The News
Friday 26 of April 2024

Thailand's oldest party will join coup leader's coalition


AP Photo, Prayuth Chan-ocha,FILE- In this March 26, 2019 file photo, Thailand's Prime Minister Prayuth Chan-ocha leaves after a press conference at the government house in Bangkok, Thailand. Prayuth, who took power in a military coup five years ago, appears set to win a parliamentary vote Wednesday that will give him a second term in office. (AP Photo/Sakchai Lalit, file)
AP Photo, Prayuth Chan-ocha,FILE- In this March 26, 2019 file photo, Thailand's Prime Minister Prayuth Chan-ocha leaves after a press conference at the government house in Bangkok, Thailand. Prayuth, who took power in a military coup five years ago, appears set to win a parliamentary vote Wednesday that will give him a second term in office. (AP Photo/Sakchai Lalit, file)

BANGKOK (AP) — Thailand’s prime minister, who took power in a military coup five years ago, appears set to win a parliamentary vote scheduled for Wednesday that would give him a second term in office.
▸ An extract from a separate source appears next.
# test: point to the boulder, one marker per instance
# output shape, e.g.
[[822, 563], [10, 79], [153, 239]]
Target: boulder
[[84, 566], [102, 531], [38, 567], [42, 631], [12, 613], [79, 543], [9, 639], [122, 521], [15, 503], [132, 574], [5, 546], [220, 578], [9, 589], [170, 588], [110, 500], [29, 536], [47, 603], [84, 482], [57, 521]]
The Democrat Party, the country’s oldest, announced Tuesday that it will vote to join a coalition government led by Prayuth Chan-ocha, candidate of the military-backed Palang Pracharath party.

Prayuth’s election as prime minister was virtually assured even before the Democrats’ decision, because the position requires a simple majority of a joint vote by the 500-seat House of Representatives and the 250-seat Senate, whose members were appointed by the junta headed by Prayuth.

Palang Pracharath has enough allies to make Prayuth the prime minister. The Democrats’ support makes it likely they will also have a majority in the lower house, which is necessary to pass legislation and approve budgets.

There has been some uncertainty over who might control the lower house because of the previous lack of a public commitment on the part of the Democrats and the Bhumjai Thai party, the election’s fourth- and fifth-place finishers who together hold just over 100 house seats. Both parties had been reported to be bargaining with Palang Pracharath over what Cabinet positions they would occupy.

The pro-military coalition is opposed by the self-named “Democratic Front,” which comprises anti-military parties led by the Pheu Thai Party, which won the most lower house seats in the March general election. The election was run according to laws passed under Prayuth’s government that were intended to handicap Pheu Thai, which headed the government ousted by the 2014 coup.

Pheu Thai is associated with former Prime Minister Thaksin Shinawatra, who was ousted by a 2006 coup and lives in exile to avoid serving a prison term on a conflict of interest conviction he decries as politically motivated.

The alliance of seven anti-military parties announced Tuesday that it would nominate the firebrand leader of the Future Forward Party as its candidate for prime minister.

“All seven parties have decided to nominate Thanathorn Juangroongruangkit to become the prime ministerial candidate to oppose the inheritance of power by the junta,” Future Forward party spokeswoman Pannika Wanich told reporters.

The newly established party, whose platform included strong opposition to military interference in politics, finished a strong third in the March election.

Its unexpected performance has drawn it a raft of legal challenges from the military’s supporters, and Thanathorn himself has been suspended from parliament until the Constitutional Court decides whether be violated election law by allegedly holding shares in a media company.

“The system of coups would be impossible if politicians and every member of the House of Representatives worked together and firmly stood by each other’s side,” Thanathorn said at a Tuesday news conference.

He alleged the military was able to cling to power “because there are politicians, there are political parties, there are members of the House of Representatives, who submit to the junta’s inheritance of power. They allow themselves to become tools for the junta and disregard what’s good for the country. They look to their own benefits and the benefits of their party first and foremost.”

Thanathorn’s supporters say the various legal challenges against him are politically motivated. The Election Commission was appointed by the ruling junta’s allies, while the Constitutional Court has a long history of ruling in favor of the conservative establishment, which despises Thaksin, a billionaire populist politician.